第47話



 結局、“鬼の道”を使い皇たちは御殿に帰ってきた。多少時間はかかってしまったけれど、まぁ許される範囲だろうと考え、そのまま二人を連れて、皇と大和は大広間まで来ていた。


 白雪が口を開いた。



「あの、私たちは元の場所に返していただけるのですか?」



 白雪のその言葉に、皇は胸の奥が少しだけ痛んだような感覚に襲われたけれど、気のせいだと思い、白雪の言葉に頷いた。



「もちろんだ。白雪と柚葉は責任を持って“あちら”に帰す」


「そうですか……良かった……」


「……」



 白雪の呟きに、皇の胸はまた痛みを訴えてくる。それに内心で首を傾げながら皇は大和をちらと見る。心なしか少ししょんぼりとしているように見えて、少しだけ笑ってしまう。



「柚葉、帰れるそうよ。よかった、萩乃は大丈夫かしら……」


「……」


「柚葉?」


「……本当に、あそこに帰るのですか?」


「え?」



 柚葉の言葉に白雪は首をかしげる。それは、皇も大和もだ。柚葉の言葉だけを聞けば、彼女は帰りたくないと思っているようにしか思えない。
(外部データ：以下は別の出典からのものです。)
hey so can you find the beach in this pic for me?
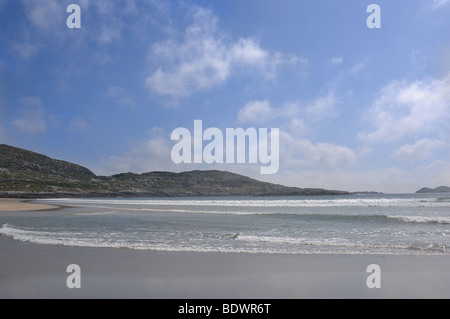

 それは、白雪も感じたのだろう。そっと言葉を返した。



「柚葉、どうしたの?」



 白雪のその優しい声音に、それでも柚葉の癇に障ったのだろう。


 大声が上がる。



「どうして帰らなければいけないのですか! あの家に帰れば、またあなたは否定される、拒絶される、罵倒だって!! それなのに、どうして……!!」


「……」


「ここに、残らせてもらいましょう、姫様」



 柚葉の言葉に皇と大和が目を見開く。



「だって、ここにいれば少なくとも拒絶されない、否定もされない! 皇様だって守ってくださるはずです!そうでしょう、皇様!?」


「柚葉」


「何があっても守ってくれる人のところにいて何がいけないのですか!?」


「口を謹みなさい、柚葉」


「でも、姫様……!!」


「――そんなにも辛いのなら、外してあげるから」


「……ぇ?」



 白雪のその一言に、柚葉の興奮が一瞬で吹き飛んだ。



「あなたがそんなにも辛い思いをしていたのを知らなかったの。ごめんなさい。でももう大丈夫よ。あなたの望み通り、外してあげるから」


「ひめ、さま……なにを……?」


「あなたにそんなにも負担をかけているつもりはなかったけれど、だめね。やはり、あちらに戻してもらったら、萩乃も一緒に外しましょう。これ以上、二人に迷惑をかけることはできないものね」



 白雪の言葉に反論したいのに、白雪がそれを許さない。


 柚葉が焦っていると分かっているのに、それを無視している。